Cardinal Louis-Joseph Luçon (1842- 1930)
Portrait
Biographie
Un enfant précoce
Louis-Joseph Luçon naît en 1842 près d’Angers. Enfant chétif à la santé très fragile, il ne peut pas reprendre l’affaire de son père, modeste tisserand. Le curé de sa paroisse perçoit sa grande intelligence et lui apprend le latin. Le garçon gravit ensuite précocement chaque étape de ses études passant successivement par la prêtrise, le doctorat en théologie et en droit canon, la chapellenie de Saint-Louis des Français à Rome, l’archiprêtré, puis l’épiscopat.
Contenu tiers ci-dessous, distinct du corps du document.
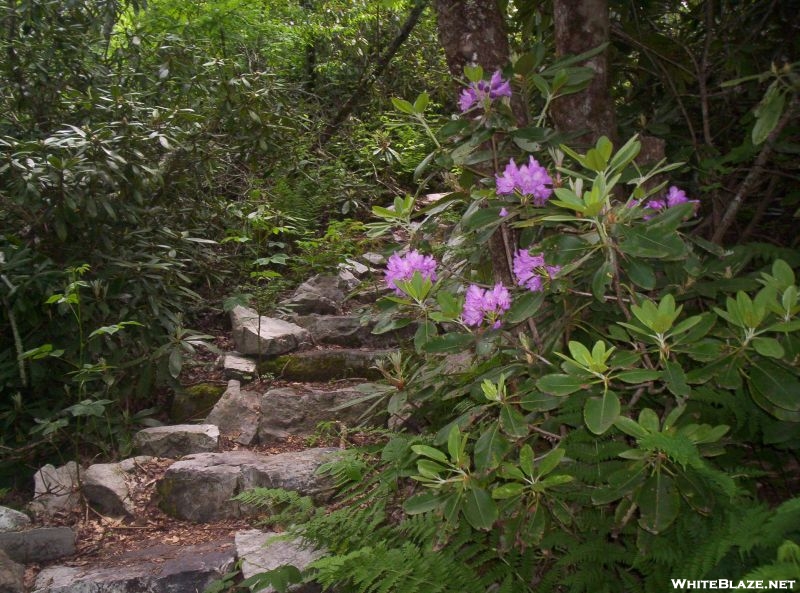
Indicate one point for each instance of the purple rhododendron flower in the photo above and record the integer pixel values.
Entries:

Un fervent défenseur de l’Eglise
En 1905, le pape Pie X le nomme archevêque de Reims. Il arrive dans la ville en avril 1906 et séduit très vite les Rémois par sa bonté et sa simplicité. Il participe à la formation des prêtres, notamment en créant des séminaires. Cependant, en décembre 1906, en conséquence de la loi de séparation de l’Eglise et de l’Etat votée un an plus tôt, il est expulsé du Palais du Tau par un régiment de cavalerie. En décembre 1907, Pie X le nomme cardinal. En 1909, dans un Etat récemment devenu laïc, l’Amicale des Instituteurs de la Marne attaque le cardinal en justice pour diffamation pour avoir fait publier une lettre accusant une dizaine de manuels scolaires d’empêcher la foi des enfants. Condamné à verser 500 francs d’amende en 1910, il bénéficie d’un non-lieu après la Première Guerre mondiale.
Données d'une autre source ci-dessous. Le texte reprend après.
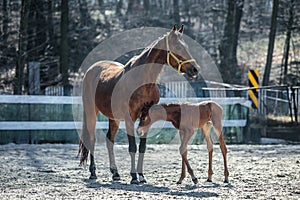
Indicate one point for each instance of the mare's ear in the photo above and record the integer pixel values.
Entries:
(151, 103)
(174, 28)
(181, 29)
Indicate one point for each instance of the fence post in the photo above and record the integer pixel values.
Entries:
(34, 78)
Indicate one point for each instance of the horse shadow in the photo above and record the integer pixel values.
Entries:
(188, 190)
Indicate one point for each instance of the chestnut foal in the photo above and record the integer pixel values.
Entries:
(187, 117)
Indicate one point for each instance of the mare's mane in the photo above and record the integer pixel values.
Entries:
(145, 52)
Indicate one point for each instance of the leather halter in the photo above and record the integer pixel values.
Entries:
(179, 62)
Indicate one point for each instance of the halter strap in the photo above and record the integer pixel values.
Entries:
(179, 62)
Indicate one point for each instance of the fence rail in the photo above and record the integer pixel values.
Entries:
(71, 125)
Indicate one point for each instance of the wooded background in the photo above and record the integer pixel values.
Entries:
(59, 34)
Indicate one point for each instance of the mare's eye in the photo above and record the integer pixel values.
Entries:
(178, 47)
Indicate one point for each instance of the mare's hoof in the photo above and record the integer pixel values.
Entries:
(93, 177)
(134, 181)
(116, 177)
(195, 180)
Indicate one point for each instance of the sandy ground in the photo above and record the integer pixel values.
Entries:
(52, 172)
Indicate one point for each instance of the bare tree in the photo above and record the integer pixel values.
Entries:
(272, 36)
(228, 47)
(287, 40)
(19, 80)
(64, 44)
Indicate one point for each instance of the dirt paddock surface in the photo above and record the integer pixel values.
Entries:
(52, 172)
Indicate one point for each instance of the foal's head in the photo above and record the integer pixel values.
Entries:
(149, 115)
(178, 55)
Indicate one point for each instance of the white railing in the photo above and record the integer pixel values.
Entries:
(71, 125)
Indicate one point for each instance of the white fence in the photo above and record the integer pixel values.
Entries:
(71, 125)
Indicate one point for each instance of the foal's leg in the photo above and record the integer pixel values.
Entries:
(132, 149)
(206, 131)
(110, 140)
(142, 150)
(185, 137)
(218, 130)
(183, 166)
(89, 139)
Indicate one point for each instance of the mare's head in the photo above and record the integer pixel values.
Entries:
(178, 55)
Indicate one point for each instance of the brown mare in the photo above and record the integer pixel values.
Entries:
(187, 117)
(119, 92)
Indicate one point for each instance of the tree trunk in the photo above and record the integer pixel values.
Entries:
(272, 36)
(176, 15)
(130, 6)
(238, 16)
(51, 38)
(84, 13)
(64, 44)
(22, 47)
(287, 41)
(228, 62)
(4, 32)
(119, 7)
Un résistant rémois pendant la guerre
Au moment où la France entre en guerre, le cardinal, âgé de 72 ans, se rend au Vatican pour la désignation du successeur de Pie X. Il revient à Paris le 9 septembre 1914 mais ne parvient à pénétrer dans Reims que le 22 septembre. Il découvre alors sa cathédrale gravement touchée par les bombardements du 19 septembre. Dans un journal de guerre, il relate au jour le jour, entre autres sujets, ses visites aux sinistrés et aux soldats dans les cantonnements et les tranchées ainsi que la vie dans les caves de champagne . En 1917, c’est d’ailleurs dans une cave, - transformée en mairie provisoire -, que Raymond Poincaré lui remet la Légion d’Honneur. Le 25 mars 1918, il est contraint d’évacuer la ville en même temps que les derniers Rémois, dont le maire Jean-Baptiste Langlet avec lequel il se lie d’amitié. Il rentre enfin dans sa ville meurtrie le 14 octobre 1918.
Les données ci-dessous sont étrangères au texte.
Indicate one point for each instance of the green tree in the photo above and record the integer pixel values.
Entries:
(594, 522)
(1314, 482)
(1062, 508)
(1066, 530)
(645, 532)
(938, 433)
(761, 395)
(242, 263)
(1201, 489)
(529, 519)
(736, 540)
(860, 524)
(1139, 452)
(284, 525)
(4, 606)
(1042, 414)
Un acteur de la reconstruction
L’archevêque devient alors le conteur privilégié du martyre de Reims et reçoit les personnalités du monde entier venant proposer leur aide pour la reconstruction de la cité. Il se bat notamment pour la restauration de sa cathédrale et réorganise son diocèse afin de faire rebâtir les églises et revivre les œuvres diocésaines. En 1922, il est promu en tant qu’officier de la Légion d’Honneur. Le Cardinal s’éteint le 28 mai 1930. Ses obsèques se déroulent le 3 juin suivant sous les yeux de nombreux dignitaires politiques, militaires et ecclésiastiques.
Journal de la guerre 1914-1918 - Cardinal Luçon
Extrait du Journal de la guerre 1914-1918 du Cardinal Luçon (R M 865)
Mercredi 23 septembre 1914
"Dans la matinée, un peu de calme ; canonnade française, pas de bombes. Je vais avec M. Camus et M. Landrieux visiter la Cathédrale, incendiée le 19. Le pavé est encore couvert par endroits de paille brûlée. Un monceau de stalagmites de plomb de la toiture, filtre à travers les voûtes, au bas de l’escalier de la chaire. Nous visitons les quartiers bombardés ; et détruits par un incendie qui les 18 et 19 avait couvert 18 hectares d’immeuble bâtis, dont 14 d’un seul tenant au chevet de la Cathédrale. C’était le quartier de l’industrie lainière ; puis Place Royale, rue Saint-Jacques, etc. Sœurs de l’Espérance, rue Chanzy. Après-midi je reçois quelques visites ; mais la canonnade se fait si violente à partir de 4 h. qu’on ne peut sortir. Au jardin nous écoutons pendant 1 h. C’était effroyable, un vacarme d’enfer. on dit que nos soldats ont reçu l’ordre de reprendre Brimont. Nous rentrons à 9 h 1/2. La canonnade continue terrible, toute la nuit, avec un assez grand nombre de bombes, sur la ville, croit-on."
Extrait de L'Illustration du 19 février 1916
BM Reims, Demaison Portraits d'Archevêques III 60
Extrait de L'Illustration du 23 juin 1917
BM Reims, Demaison Histoire XIII 34
Lundi 16 avril 1917
"[...] A 6h, activité d'artillerie qui nous a fait croire au déclenchement de l'offensive annoncée pour le printemps. Des bombes sifflent. [...] De 3h à 4h1/2, Bombardement de la Cathédrale pendant 1 heure 1/2 avec des obus de gros calibre. Une vingtaine d'obus ont été lancés sur elle. Le 1er tomba à moitié chemin du canal; le second se rapprocha de 200 mètres ; le 3ème d'autant ; le 4ème et les suivants tombèrent sur la Cathédrale ou dans les rues adjacentes, sur le parvis. Les canons allemands lancèrent un obus par chaque cinq minutes environ ; le temps de remplacer l'obus lancé par un autre obus. Un homme a la jambe coupée par un obus dans sa cave, rue du Cloître. L'abside de la Cathédrale est massacrée. 13 obus au moins l'ont touchée. Les rues sont jonchées de zinc ou de blocs de plomb fondu projetés par les obus tombés sur les voûtes. Tout le monde se terre dans les caves. En nous apercevant, M. Sainsaulieu vient à nous ; la terreur règne dans la ville : on dirait la fin du monde. Sept à neuf grands cratères sont creusés dans les rues et sur la place du parvis creusés par la chute des projectiles."